Não desejo que o mosquito derrube Dilma, muito menos que a
segure. Sinto falta de uma unidade nacional e, ao mesmo tempo, não vejo no
governo capacidade para conduzi-la. O desafio é tão grande que talvez o País
tenha de produzir essa unidade fora do governo, a partir de um núcleo de
cientistas, comunicadores, enfim, de todos os que possam contribuir para
combater o vírus.
O presidente do Quênia disse que não mandaria os atletas
paras a Olimpíada enquanto o Brasil não mostrar que pode deter o avanço da
doença. Quanto ao Quênia, é irretocável sua afirmação. Quanto ao Brasil, é
preciso esclarecer que o zika não é um problema só do País, mas também do mundo
interligado como nunca pela globalização. O vírus possivelmente chegou aqui numa
regata que envolveu atletas da Polinésia. No intenso intercâmbio moderno, ele
já apareceu nos EUA, na Itália e a suspeita é de que, originalmente, tenha
partido de Uganda para a Polinésia Francesa. A própria ONU, ao declarar
emergência internacional, colocou o problema na sua real dimensão.

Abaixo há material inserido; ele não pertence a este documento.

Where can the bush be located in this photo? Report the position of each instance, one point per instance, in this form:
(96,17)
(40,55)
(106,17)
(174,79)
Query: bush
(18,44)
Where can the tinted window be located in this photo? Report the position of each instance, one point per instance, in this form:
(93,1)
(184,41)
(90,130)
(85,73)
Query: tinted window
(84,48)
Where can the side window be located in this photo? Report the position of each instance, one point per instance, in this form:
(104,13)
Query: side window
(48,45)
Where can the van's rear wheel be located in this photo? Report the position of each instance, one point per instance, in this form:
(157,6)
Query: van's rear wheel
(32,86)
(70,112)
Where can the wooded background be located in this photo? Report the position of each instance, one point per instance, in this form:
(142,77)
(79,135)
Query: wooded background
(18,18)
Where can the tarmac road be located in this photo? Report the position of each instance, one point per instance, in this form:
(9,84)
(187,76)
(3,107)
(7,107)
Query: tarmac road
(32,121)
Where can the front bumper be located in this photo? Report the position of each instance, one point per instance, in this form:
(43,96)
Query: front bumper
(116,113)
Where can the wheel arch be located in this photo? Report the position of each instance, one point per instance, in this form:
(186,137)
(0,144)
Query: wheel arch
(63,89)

Precisamos do mundo. E o mundo também precisa de nós. Além
do esforço da vacina, um campo que merece ajuda internacional é o da coleta e
processamento das informações. Já temos uma dívida com a história da descoberta
do vírus zika e da sua relação com a microcefalia. O New York Times contou
parte dessa história: as reações e a perplexidade dos médicos ao observaram um
crescimento espantoso de bebês com o problema. Mas não é na história que reside
a urgência, e sim no conhecimento das várias pesquisas, dos relatos de cada
cidade. Como ter acesso aos dados, como acompanhar a evolução de todas as
crianças atingidas? Claro que a palavra decisiva virá da ciência. Mas a
tecnologia da informação pode ser um auxiliar valioso dos próprios cientistas.

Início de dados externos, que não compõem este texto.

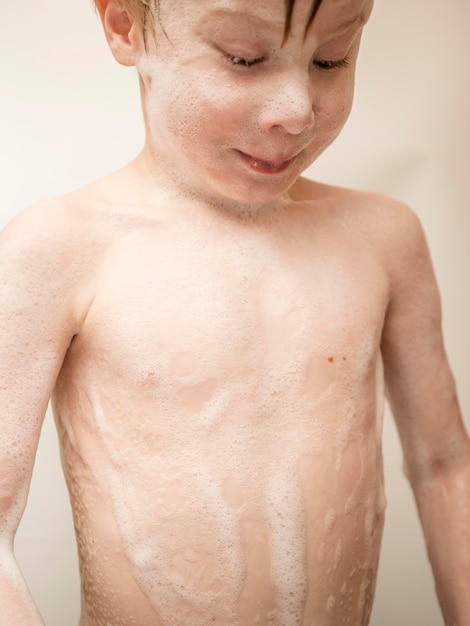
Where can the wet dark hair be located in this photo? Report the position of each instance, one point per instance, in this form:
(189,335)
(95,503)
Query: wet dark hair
(140,9)
(290,9)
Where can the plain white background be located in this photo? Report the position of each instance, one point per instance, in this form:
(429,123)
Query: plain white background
(69,114)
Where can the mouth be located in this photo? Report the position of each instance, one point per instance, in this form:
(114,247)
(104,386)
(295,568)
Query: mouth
(264,166)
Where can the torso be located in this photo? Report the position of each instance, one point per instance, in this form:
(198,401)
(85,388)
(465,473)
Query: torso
(220,420)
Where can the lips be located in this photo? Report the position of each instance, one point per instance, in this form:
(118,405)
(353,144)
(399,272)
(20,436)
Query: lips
(264,166)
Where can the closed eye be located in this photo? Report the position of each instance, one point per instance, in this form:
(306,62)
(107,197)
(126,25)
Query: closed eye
(331,65)
(235,60)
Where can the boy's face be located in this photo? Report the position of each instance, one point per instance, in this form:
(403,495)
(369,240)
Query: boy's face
(234,113)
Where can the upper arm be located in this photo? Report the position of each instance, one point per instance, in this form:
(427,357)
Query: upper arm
(419,381)
(36,327)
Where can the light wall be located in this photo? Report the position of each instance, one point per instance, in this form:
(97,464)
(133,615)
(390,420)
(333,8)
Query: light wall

Se não é possível unidade com um governo mistificador, em
alguns casos será preciso dialogar, sem que isso represente qualquer atenuante
para os crimes de corrupção. Quando os chineses disseram que os anos
interessantes equivaliam aos anos terríveis, pontuados de tragédias, ainda não
conheciam o PT. Todos os que se dedicam a nos chamar de velhos, reacionários,
vendidos ou alugados deveriam dedicar uma parte do seu tempo a examinar os anos
interessantes que nos propiciaram. E, se houver tempo, contemplar o
interessante de sua própria situação: acuados pela polícia, rejeitados pela
maioria da população, no auge de uma grave crise econômica, um mosquito pousa
na sua mesa e, com ele, uma epidemia que preocupa a humanidade.
Não quero nem ver o estado em que vão sair dessa. A ideia de
chamar o marqueteiro é só um reflexo condicionado daqueles generais que acham
que a próxima batalha é igual à anterior. Se as coisas evoluem da forma
sinistra que parecem tomar, o governo poderá ter saudade da oposição e achar
que os tucanos são rapazes até bem-intencionados.

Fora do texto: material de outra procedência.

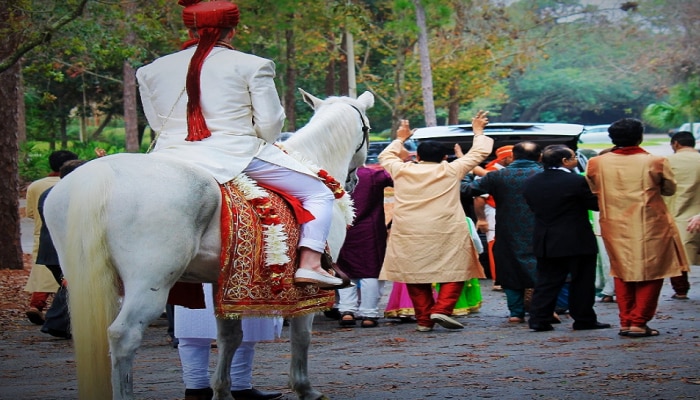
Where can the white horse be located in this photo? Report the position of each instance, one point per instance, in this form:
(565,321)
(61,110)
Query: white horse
(128,226)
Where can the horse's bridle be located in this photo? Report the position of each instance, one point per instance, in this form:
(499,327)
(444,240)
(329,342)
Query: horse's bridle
(365,130)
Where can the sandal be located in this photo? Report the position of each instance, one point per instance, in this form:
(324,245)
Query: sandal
(347,319)
(369,322)
(645,333)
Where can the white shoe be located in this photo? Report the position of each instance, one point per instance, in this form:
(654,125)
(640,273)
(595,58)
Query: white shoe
(309,277)
(445,321)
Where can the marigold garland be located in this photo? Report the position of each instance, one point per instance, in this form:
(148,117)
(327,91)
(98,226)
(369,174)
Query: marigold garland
(331,183)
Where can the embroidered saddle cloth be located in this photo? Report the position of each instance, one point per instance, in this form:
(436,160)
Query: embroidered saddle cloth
(249,283)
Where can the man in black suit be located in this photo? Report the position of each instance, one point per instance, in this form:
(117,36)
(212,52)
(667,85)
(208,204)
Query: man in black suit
(563,240)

Os casos da doença de Guillain- Barré em portadores do vírus
zika, no Rio, são preocupantes. Os médicos não estão preparados para o
diagnóstico. Uma paciente viajou por três cidades para encontrar um leito de
hospital em Petrópolis. Assim mesmo, a subsecretaria de Saúde disse aos
familiares que reclamavam da demora no atendimento: “Vai catar coquinho. Vocês
vieram de Magé”.
Um das sugestões do romance de Camus é a solidariedade na
peste. Ela precisa acontecer entre as pessoas, sem o governo, apesar do governo
e até contra o governo. Os tempos do nunca antes neste país são tempos
interessantes na acepção chinesa. Em bom português, são lamentáveis.